Column: Time to talk expectations for self-driving cars
Since Elaine Herzberg’s death last month when an Uber autonomous test vehicle struck and killed her in Tempe, Ariz., we have learned more information about this tragic incident.
Video reveals that Herzberg had been walking her bicycle outside a crosswalk on the four-lane highway in the evening hours; yet the Uber test vehicle’s lidar and radar sensors should have observed her in sufficient time to stop before striking her. Additional videos of the crash site also suggest that Herzberg would have been clearly visible to a human driver.
According to a report by Reuters, Uber had reduced the number of safety sensors on test vehicles when it changed its fleet of self-driving vehicles from Ford Fusions to Volvos in 2016. The Fusions employed seven lidar sensors, which use laser lights rather than sound waves, as well as seven radar units and 20 cameras. The Volvos use a single, roof-mounted lidar sensor along with 10 radar units and seven cameras.
Velodyne, the company that manufactures the Volvos’ lidar unit, reports that the roof-mounted sensor leaves a 3-meter blind spot around the vehicle. As this is a continuing investigation, it is unclear whether the lidar sensor played a definitive role in the cause of the accident. However, late last month the husband and daughter of Herzberg reached an undisclosed financial settlement with Uber.
The first recorded death involving an autonomous vehicle has had serious repercussions for many companies actively involved with many state-level test pilot programs. By the end of March, Arizona Gov. Doug Ducey had indefinitely suspended Uber from further autonomous car testing (although his decision did not affect testing by other companies).
Further, Uber announced that it did not plan to renew its permit to test autonomous vehicles in California for the month of April. Toyota also announced that it suspended public testing of its autonomous vehicles in Arizona, while Nvidia Corp. is also suspending its fleet of autonomous vehicles from operating in California and New Jersey.

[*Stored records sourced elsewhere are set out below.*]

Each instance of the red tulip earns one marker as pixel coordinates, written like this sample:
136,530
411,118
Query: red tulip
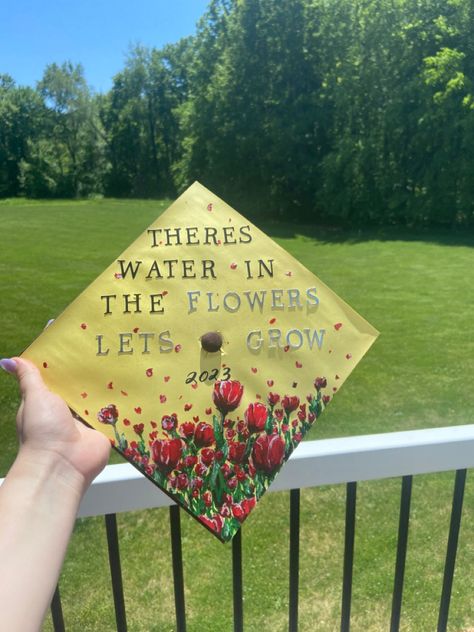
168,422
203,435
190,460
268,453
256,417
227,395
166,454
273,399
215,523
290,403
207,456
108,415
237,451
320,382
207,497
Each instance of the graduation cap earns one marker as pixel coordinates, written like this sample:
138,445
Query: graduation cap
205,352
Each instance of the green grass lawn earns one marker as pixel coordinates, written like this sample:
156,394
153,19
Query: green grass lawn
416,289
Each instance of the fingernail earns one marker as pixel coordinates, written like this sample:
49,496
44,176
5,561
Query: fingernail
8,365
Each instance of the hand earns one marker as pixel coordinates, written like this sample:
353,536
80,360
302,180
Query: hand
49,434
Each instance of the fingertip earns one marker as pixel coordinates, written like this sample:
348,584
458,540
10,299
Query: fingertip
9,365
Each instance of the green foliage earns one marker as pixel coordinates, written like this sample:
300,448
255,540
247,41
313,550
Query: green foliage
348,111
415,288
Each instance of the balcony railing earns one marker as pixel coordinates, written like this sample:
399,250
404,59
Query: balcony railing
349,460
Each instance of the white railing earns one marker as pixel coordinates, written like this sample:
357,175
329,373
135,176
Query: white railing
328,461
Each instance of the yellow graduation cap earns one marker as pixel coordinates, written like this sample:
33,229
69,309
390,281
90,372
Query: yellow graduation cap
205,352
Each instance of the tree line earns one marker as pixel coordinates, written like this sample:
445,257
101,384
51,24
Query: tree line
322,110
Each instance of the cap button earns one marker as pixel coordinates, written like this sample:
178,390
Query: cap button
212,341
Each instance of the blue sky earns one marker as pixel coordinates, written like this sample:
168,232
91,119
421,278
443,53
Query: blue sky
95,33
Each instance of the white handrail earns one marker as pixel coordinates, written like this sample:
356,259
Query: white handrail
122,488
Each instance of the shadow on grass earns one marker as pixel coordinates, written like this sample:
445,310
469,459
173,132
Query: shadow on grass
335,234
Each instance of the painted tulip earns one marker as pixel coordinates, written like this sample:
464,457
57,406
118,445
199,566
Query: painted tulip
268,453
273,399
256,417
187,429
237,451
320,382
169,422
190,460
166,454
207,497
207,456
227,395
108,415
203,435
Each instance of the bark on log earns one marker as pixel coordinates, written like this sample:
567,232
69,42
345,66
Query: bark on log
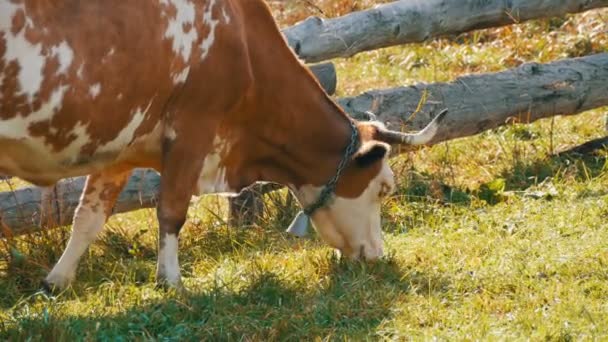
412,21
480,102
476,103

Yet, in contrast to other autonomous vehicle companies now reconsidering their options, Waymo, the self-driving automobile division of Alphabet, recently announced that it would purchase 20,000 autonomous, all-electric Jaguar I-Pace sport utility vehicles from Jaguar Land Rover. As part of a robot taxi service to be initiated by the company in Tempe, Arizona, later this year, these vehicles are scheduled for deployment by 2020.
The Society of Automotive Engineers has developed a five-level progression of self-driving features (subsequently adopted by the National Highway Traffic Safety Administration), ranging from Level 1 (requires driver assistance) to Level 5 (full automation).
Today, Level 2 vehicles manufactured by Tesla, Volvo, Mercedes Benz and Cadillac are available to manage both your speed and steering under certain conditions, such as highway driving. Recently Audi announced that its new A8 model is the first production vehicle to attain Level 3 status, where the car (when the system is engaged), rather than the driver, actively monitors the vehicle’s environment.
The autonomous vehicle companies have a reputation for hyperbole regarding the advent of the commercially available driverless vehicle, effectively a Level 4 (high automation) autonomous vehicle production model that generally does the driving, but will have a steering wheel and pedals for a human driver.
The next few years, however, will require companies to focus on safely implementing Level 3 technology into production vehicles. The public policy arena is now focusing on the negative effects of policies and practices of information technology companies on American society, and autonomous vehicles are a now part of this emerging “techlash” by consumers and their elected representatives.
With Level 3 commercially available autonomous vehicles now becoming available, it is time for an active, public discussion on the safety expectations of autonomous vehicles tested on roadways, as few Americans understand the full repercussions of what this technology means for the future of their society.
The National Safety Council estimated there were 40,200 vehicular deaths in the U.S. during calendar year 2016, and the. Department of Transportation reports that 94 percent of fatal vehicular crashes are due to human error. The American public needs to recognize that autonomous vehicles will eliminate “human error,” as the artificial intelligence guiding these systems will improve overall vehicular performance over time.
However, there will be a human cost to contrast with the societal benefits of dramatically fewer vehicular-related deaths, and this is where state and federal public policy and regulatory processes, with broad stakeholder involvement, will need to focus institutional efforts on developing transparent and effective technology safety standards for autonomous vehicles.
Thomas A. Hemphill is a professor of strategy, innovation and public policy in the School of Management at the University of Michigan-Flint. He wrote this for InsideSources.com.